The Homeschool Mom: an honest rambling on a social life
The following is a bit of a non-creative ramble, but my head is swimming with thoughts and aches and the overwhelming successes of being a Christian homeschool mom.
When I decided to homeschool Isaac, it surprised me as much as anything ever has.
Homeschooling can feel like your house turns into a boat. You turn in your Intent to Homeschool, and then they shove you out into the ocean.
Many days I do feel shoved-off in a boat or ship-wrecked on an island, but I know that our small lives right now are simple for a beautiful reason, and it isn’t to be turned inward to make ourselves feel holier than the rest of ’em. We don’t homeschool because we’re afraid the world will teach our children the words to Katy Perry songs.
I’m actually just as likely to walk around singing, “Baby, you’re a firework” as any kindergartener is.
I homeschool because I want our family to be together.

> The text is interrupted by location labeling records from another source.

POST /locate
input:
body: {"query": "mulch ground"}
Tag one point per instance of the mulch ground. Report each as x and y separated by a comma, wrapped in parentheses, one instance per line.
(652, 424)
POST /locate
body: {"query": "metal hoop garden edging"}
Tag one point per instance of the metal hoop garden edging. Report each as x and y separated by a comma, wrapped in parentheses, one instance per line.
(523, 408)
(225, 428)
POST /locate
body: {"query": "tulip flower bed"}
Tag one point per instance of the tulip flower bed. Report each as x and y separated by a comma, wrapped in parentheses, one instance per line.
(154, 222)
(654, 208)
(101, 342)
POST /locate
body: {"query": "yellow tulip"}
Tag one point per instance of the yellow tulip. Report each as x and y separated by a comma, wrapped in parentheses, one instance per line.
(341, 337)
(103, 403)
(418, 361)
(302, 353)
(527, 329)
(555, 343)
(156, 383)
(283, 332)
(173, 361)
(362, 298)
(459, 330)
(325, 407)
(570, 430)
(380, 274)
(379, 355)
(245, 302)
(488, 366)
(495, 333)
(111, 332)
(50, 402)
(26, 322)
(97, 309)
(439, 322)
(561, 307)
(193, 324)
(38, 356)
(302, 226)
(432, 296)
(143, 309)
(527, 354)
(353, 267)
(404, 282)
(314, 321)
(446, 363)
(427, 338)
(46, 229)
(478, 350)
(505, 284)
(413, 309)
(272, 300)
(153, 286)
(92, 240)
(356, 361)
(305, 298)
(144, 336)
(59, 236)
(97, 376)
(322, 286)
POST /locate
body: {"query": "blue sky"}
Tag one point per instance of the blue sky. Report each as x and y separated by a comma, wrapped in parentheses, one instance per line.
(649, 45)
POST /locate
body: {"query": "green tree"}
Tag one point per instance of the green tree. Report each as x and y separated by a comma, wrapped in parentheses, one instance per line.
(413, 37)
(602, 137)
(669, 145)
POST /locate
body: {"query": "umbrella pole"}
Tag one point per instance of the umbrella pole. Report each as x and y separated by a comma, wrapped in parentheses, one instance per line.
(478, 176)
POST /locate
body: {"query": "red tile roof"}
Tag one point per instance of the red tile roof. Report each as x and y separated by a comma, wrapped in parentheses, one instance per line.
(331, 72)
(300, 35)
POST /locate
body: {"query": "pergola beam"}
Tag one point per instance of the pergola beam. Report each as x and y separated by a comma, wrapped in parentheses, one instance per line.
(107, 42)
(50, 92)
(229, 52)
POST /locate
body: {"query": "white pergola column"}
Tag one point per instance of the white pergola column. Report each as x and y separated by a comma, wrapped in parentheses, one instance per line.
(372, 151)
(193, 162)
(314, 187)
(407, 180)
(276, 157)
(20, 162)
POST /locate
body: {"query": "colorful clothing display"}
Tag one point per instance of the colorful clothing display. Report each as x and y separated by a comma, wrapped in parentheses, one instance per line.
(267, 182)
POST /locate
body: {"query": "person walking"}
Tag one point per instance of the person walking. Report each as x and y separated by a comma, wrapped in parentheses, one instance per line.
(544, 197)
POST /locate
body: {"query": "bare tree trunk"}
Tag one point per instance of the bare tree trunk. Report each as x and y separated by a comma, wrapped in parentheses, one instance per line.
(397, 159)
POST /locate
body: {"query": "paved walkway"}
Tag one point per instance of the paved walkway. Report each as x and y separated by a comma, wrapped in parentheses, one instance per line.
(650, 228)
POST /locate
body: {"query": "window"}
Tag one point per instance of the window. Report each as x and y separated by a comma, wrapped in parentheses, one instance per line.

I want to be my childrens’ teacher. I want to hold fast with them, to grow in faith with them, and to lead them into their maturity. I believe that I am best suited for that job. I also believe it will be a year-to-year and child-to-child decision for us.
But there are some things about it that I don’t want to admit. They do as we do, so they reveal every ounce of my anxiety, my stubbornness, my lack of discipline, and my rebellion against authority. I’m forced to suffer or either correct myself before they can be taught.
They do as we do, so they also take cues from us in social settings.
That is the problem. Our social settings have reduced considerably. Friends whose children went on to public school are in sight and in mind. As a homeschool mom, I tend to be out-of-sight and then so are my children. We just don’t get out much! I’m learning that I must make room in my schedule and thinking for other moms and children, who are all mostly out of sight from my little apartment.
I’m learning that in this phase of life, having deep, meaningful friendships takes true intentionality and time. It doesn’t just happen anymore. I’m sure, too, this can be true for those of you with public school kids.
My desire for my children to play with others does not supercede how wonderful it is to cuddle on the couch with a pile of books or to tell my children daily about the Scarlet Thread that runs through the Bible. I do think the time any child spends with his parents will greatly influence the way he treats others.
What’s your take? We can have a respectable conversation here, can’t we? What about the social aspect of homeschooling? What honest social negatives and positives have you experienced in home education and public education? Why is it even important?